Mr. Bloomberg is also planning to spend additional money through Election Day on a Republican and a Democrat in both California and Pennsylvania. He will put out ads in support of Carl DeMaio, a gay Republican House candidate in the San Diego area, and Pete Aguilar, a Democrat who is seeking a House seat in the state’s Inland Empire. In Pennsylvania, Mr. Bloomberg is getting behind the Democratic candidate for governor, Tom Wolf, who holds a wide lead over Gov. Tom Corbett, and Representative Michael G. Fitzpatrick, a Republican who represents suburban Philadelphia.

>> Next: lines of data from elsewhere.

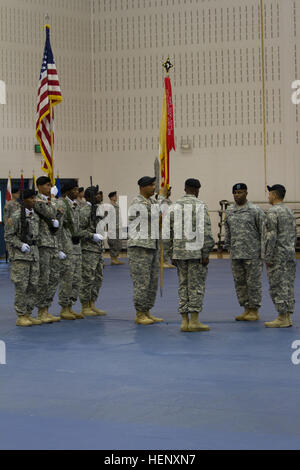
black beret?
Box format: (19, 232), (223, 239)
(78, 187), (84, 193)
(12, 186), (20, 194)
(232, 183), (247, 193)
(22, 189), (37, 200)
(267, 184), (286, 193)
(108, 191), (117, 199)
(61, 179), (78, 194)
(138, 176), (156, 187)
(84, 185), (99, 198)
(185, 178), (201, 189)
(36, 176), (51, 186)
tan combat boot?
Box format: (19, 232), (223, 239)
(90, 301), (107, 316)
(45, 307), (60, 322)
(145, 311), (163, 323)
(188, 312), (210, 332)
(26, 313), (42, 325)
(16, 315), (33, 327)
(81, 303), (97, 317)
(60, 306), (76, 320)
(38, 307), (53, 324)
(135, 311), (154, 325)
(244, 309), (260, 322)
(163, 262), (176, 269)
(111, 257), (125, 265)
(288, 313), (293, 327)
(265, 313), (291, 328)
(180, 313), (189, 332)
(68, 305), (84, 319)
(235, 308), (250, 321)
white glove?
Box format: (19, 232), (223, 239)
(51, 186), (58, 197)
(52, 219), (59, 228)
(21, 243), (30, 253)
(93, 233), (103, 242)
(58, 251), (67, 260)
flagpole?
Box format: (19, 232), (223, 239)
(260, 0), (267, 194)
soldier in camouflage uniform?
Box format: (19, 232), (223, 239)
(107, 191), (124, 265)
(263, 185), (297, 328)
(169, 179), (215, 332)
(79, 186), (106, 317)
(34, 176), (64, 324)
(5, 189), (42, 327)
(3, 186), (20, 225)
(127, 176), (167, 325)
(57, 180), (84, 320)
(224, 183), (265, 322)
(161, 187), (175, 269)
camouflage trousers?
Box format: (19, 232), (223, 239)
(36, 247), (60, 309)
(266, 259), (296, 314)
(108, 237), (122, 258)
(71, 254), (82, 304)
(231, 259), (263, 310)
(58, 253), (82, 307)
(176, 259), (208, 314)
(128, 247), (159, 312)
(79, 250), (103, 305)
(10, 260), (39, 316)
(163, 240), (172, 262)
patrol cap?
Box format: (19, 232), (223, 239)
(138, 176), (156, 187)
(108, 191), (117, 199)
(232, 183), (247, 193)
(36, 176), (51, 186)
(267, 184), (286, 198)
(61, 179), (78, 194)
(267, 184), (286, 193)
(22, 189), (37, 200)
(185, 178), (201, 189)
(84, 185), (99, 198)
(12, 186), (20, 194)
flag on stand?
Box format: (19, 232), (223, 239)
(20, 171), (24, 193)
(5, 175), (12, 203)
(32, 174), (37, 191)
(55, 176), (62, 198)
(36, 24), (62, 186)
(159, 76), (175, 188)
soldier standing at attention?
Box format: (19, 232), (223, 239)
(5, 189), (42, 326)
(170, 179), (215, 332)
(57, 180), (84, 320)
(263, 185), (297, 328)
(34, 176), (63, 324)
(107, 191), (124, 265)
(224, 183), (265, 322)
(76, 187), (86, 207)
(3, 186), (20, 225)
(79, 186), (106, 317)
(161, 186), (175, 269)
(127, 176), (165, 325)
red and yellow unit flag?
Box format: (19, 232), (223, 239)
(159, 75), (175, 189)
(5, 174), (12, 203)
(36, 24), (62, 186)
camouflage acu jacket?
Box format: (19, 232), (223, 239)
(4, 209), (39, 262)
(57, 197), (77, 254)
(3, 200), (20, 225)
(127, 194), (161, 250)
(262, 203), (297, 263)
(169, 194), (215, 260)
(79, 203), (103, 254)
(34, 193), (63, 249)
(224, 201), (265, 259)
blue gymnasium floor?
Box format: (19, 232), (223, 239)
(0, 258), (299, 450)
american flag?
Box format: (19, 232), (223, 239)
(36, 25), (62, 185)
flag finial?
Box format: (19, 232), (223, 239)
(162, 57), (174, 75)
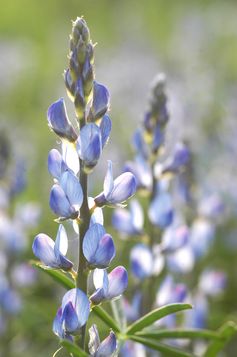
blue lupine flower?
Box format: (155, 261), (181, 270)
(124, 155), (152, 192)
(198, 269), (226, 297)
(49, 170), (83, 219)
(88, 81), (110, 121)
(88, 324), (117, 357)
(94, 161), (137, 207)
(48, 149), (68, 181)
(161, 142), (190, 174)
(77, 116), (111, 172)
(123, 292), (142, 322)
(90, 266), (128, 304)
(167, 245), (195, 274)
(160, 224), (189, 253)
(190, 218), (215, 258)
(112, 199), (144, 236)
(130, 243), (153, 280)
(82, 223), (115, 268)
(47, 98), (77, 142)
(32, 225), (73, 271)
(53, 288), (90, 339)
(156, 275), (187, 307)
(148, 189), (173, 228)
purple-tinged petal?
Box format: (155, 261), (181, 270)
(100, 115), (112, 148)
(90, 269), (109, 304)
(53, 307), (64, 339)
(77, 123), (102, 169)
(130, 244), (153, 280)
(47, 98), (77, 142)
(82, 224), (106, 264)
(62, 302), (79, 332)
(95, 331), (117, 357)
(49, 184), (75, 218)
(90, 288), (107, 305)
(108, 172), (137, 204)
(48, 149), (63, 180)
(60, 171), (83, 210)
(32, 234), (57, 267)
(93, 234), (115, 268)
(89, 81), (110, 120)
(107, 266), (128, 299)
(62, 289), (90, 328)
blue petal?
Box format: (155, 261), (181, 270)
(90, 81), (110, 120)
(88, 324), (101, 355)
(32, 234), (57, 267)
(48, 149), (63, 180)
(95, 332), (117, 357)
(60, 171), (83, 210)
(49, 184), (75, 218)
(62, 289), (90, 328)
(47, 98), (77, 142)
(94, 234), (115, 268)
(53, 307), (64, 338)
(148, 191), (173, 228)
(62, 302), (79, 332)
(100, 115), (112, 148)
(103, 161), (114, 198)
(152, 125), (164, 152)
(107, 172), (137, 204)
(82, 224), (106, 264)
(54, 224), (68, 257)
(107, 266), (128, 299)
(77, 123), (102, 168)
(130, 244), (153, 280)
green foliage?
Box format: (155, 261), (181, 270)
(61, 340), (88, 357)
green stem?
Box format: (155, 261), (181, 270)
(75, 118), (91, 351)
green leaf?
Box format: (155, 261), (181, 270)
(60, 340), (88, 357)
(31, 261), (75, 290)
(129, 335), (195, 357)
(126, 303), (192, 335)
(204, 321), (237, 357)
(92, 305), (121, 333)
(136, 328), (220, 340)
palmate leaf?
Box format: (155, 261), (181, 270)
(126, 303), (192, 335)
(30, 261), (75, 290)
(204, 321), (237, 357)
(136, 328), (220, 340)
(91, 305), (121, 333)
(60, 340), (88, 357)
(130, 335), (195, 357)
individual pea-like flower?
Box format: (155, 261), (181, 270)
(47, 98), (77, 142)
(32, 224), (73, 271)
(130, 244), (153, 280)
(94, 161), (137, 208)
(124, 155), (152, 192)
(156, 275), (187, 307)
(148, 188), (173, 228)
(189, 218), (215, 258)
(158, 142), (190, 175)
(90, 266), (128, 304)
(198, 269), (226, 297)
(53, 288), (90, 339)
(48, 144), (79, 181)
(77, 115), (111, 172)
(160, 224), (189, 253)
(82, 223), (115, 268)
(88, 324), (117, 357)
(112, 199), (144, 236)
(49, 170), (83, 220)
(88, 81), (110, 122)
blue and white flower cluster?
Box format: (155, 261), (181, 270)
(112, 75), (227, 355)
(32, 17), (136, 352)
(0, 133), (40, 336)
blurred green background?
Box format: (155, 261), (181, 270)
(0, 0), (237, 355)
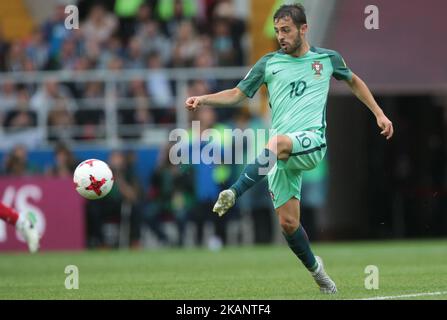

Further, Mr. Bloomberg will fund ads on behalf of Gina Raimondo, the Democratic candidate for Rhode Island governor, who was attacked on the left in her primary this year. Mr. Bloomberg will also broadcast ads for Robert Dold, an Illinois Republican who is trying to reclaim the seat he lost in 2012 in the suburbs north of Chicago.

Mr. Bloomberg will also support financially a gun control referendum in Washington State and an Oregon ballot measure that would eliminate partisan primaries. He is also bipartisan in the political consultants he uses: Mike Murphy is making Mr. Bloomberg’s Republican ads, and Bill Knapp is making the Democratic ones.